= Lumer–Phillips theorem =

In mathematics, the Lumer–Phillips theorem, named after Günter Lumer and Ralph Phillips, is a result in the theory of strongly continuous semigroups that gives a necessary and sufficient condition for a linear operator in a Banach space to generate a contraction semigroup.

==Statement of the theorem==
Let A be a linear operator defined on a linear subspace D(A) of the Banach space X. Then A generates a contraction semigroup if and only if
1. D(A) is dense in X,
2. A is dissipative, and
3. A − λ_{0}I is surjective for some λ_{0}> 0, where I denotes the identity operator.
An operator satisfying the last two conditions is called maximally dissipative.

==Variants of the theorem==

===Reflexive spaces===
Let A be a linear operator defined on a linear subspace D(A) of the reflexive Banach space X. Then A generates a contraction semigroup if and only if
1. A is dissipative, and
2. A − λ_{0}I is surjective for some λ_{0}> 0, where I denotes the identity operator.
Note that the condition that D(A) is dense is dropped in comparison to the non-reflexive case. This is because in the reflexive case it follows from the other two conditions.

===Dissipativity of the adjoint===
Let A be a linear operator defined on a dense linear subspace D(A) of the reflexive Banach space X. Then A generates a contraction semigroup if and only if
- A is closed and both A and its adjoint operator A^{∗} are dissipative.
In case that X is not reflexive, then this condition for A to generate a contraction semigroup is still sufficient, but not necessary.

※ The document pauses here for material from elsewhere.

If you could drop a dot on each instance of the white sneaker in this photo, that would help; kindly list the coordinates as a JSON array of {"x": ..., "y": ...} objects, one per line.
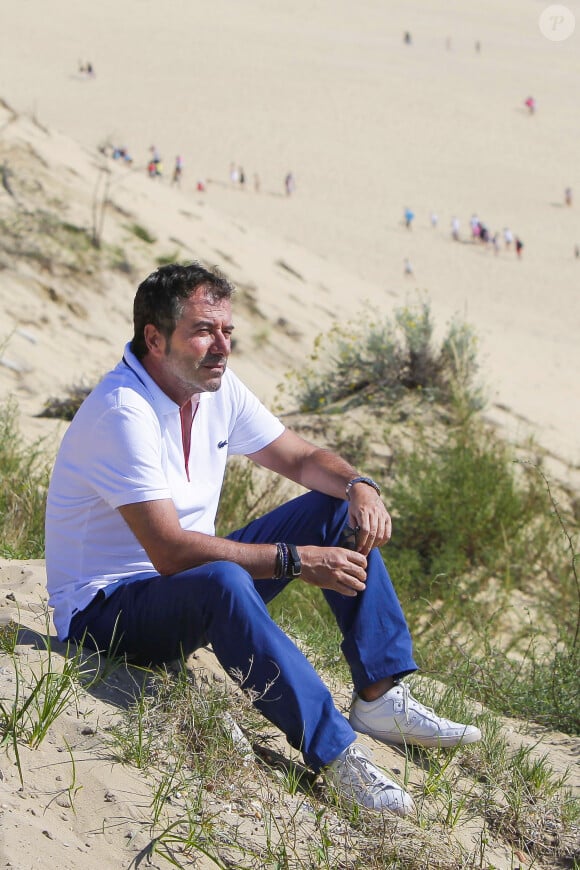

===Quasicontraction semigroups===
Let A be a linear operator defined on a linear subspace D(A) of the Banach space X. Then A generates a quasi contraction semigroup if and only if
1. D(A) is dense in X,
2. A is closed,
3. A is quasidissipative, i.e. there exists a ω ≥ 0 such that A − ωI is dissipative, and
4. A − λ_{0}I is surjective for some λ_{0} > ω, where I denotes the identity operator.

==Examples==
- Consider X = L^{2}([0, 1]; R) with its usual inner product, and let Au = u′ with domain D(A) equal to those functions u in the Sobolev space H^{1}([0, 1]; R) with u(1) = 0. D(A) is dense. Moreover, for every u in D(A),
$\langle u, A u \rangle = \int_0^1 u(x) u'(x) \, \mathrm{d} x = - \frac1{2} u(0)^2 \leq 0,$
 so that A is dissipative. The ordinary differential equation u' − λu = f, u(1) = 0 has a unique solution u in H^{1}([0, 1]; R) for any f in L^{2}([0, 1]; R), namely
 $u(x)={\rm e}^{\lambda x}\int_1^x {\rm e}^{-\lambda t}f(t)\,dt$
 so that the surjectivity condition is satisfied. Hence, by the Lumer–Phillips theorem A generates a contraction semigroup.

There are many more examples where a direct application of the Lumer–Phillips theorem gives the desired result.

In conjunction with translation, scaling and perturbation theory the Lumer–Phillips theorem is the main tool for showing that certain operators generate strongly continuous semigroups. The following is an example in point.

- A normal operator (an operator that commutes with its adjoint) on a Hilbert space generates a strongly continuous semigroup if and only if its spectrum is bounded from above.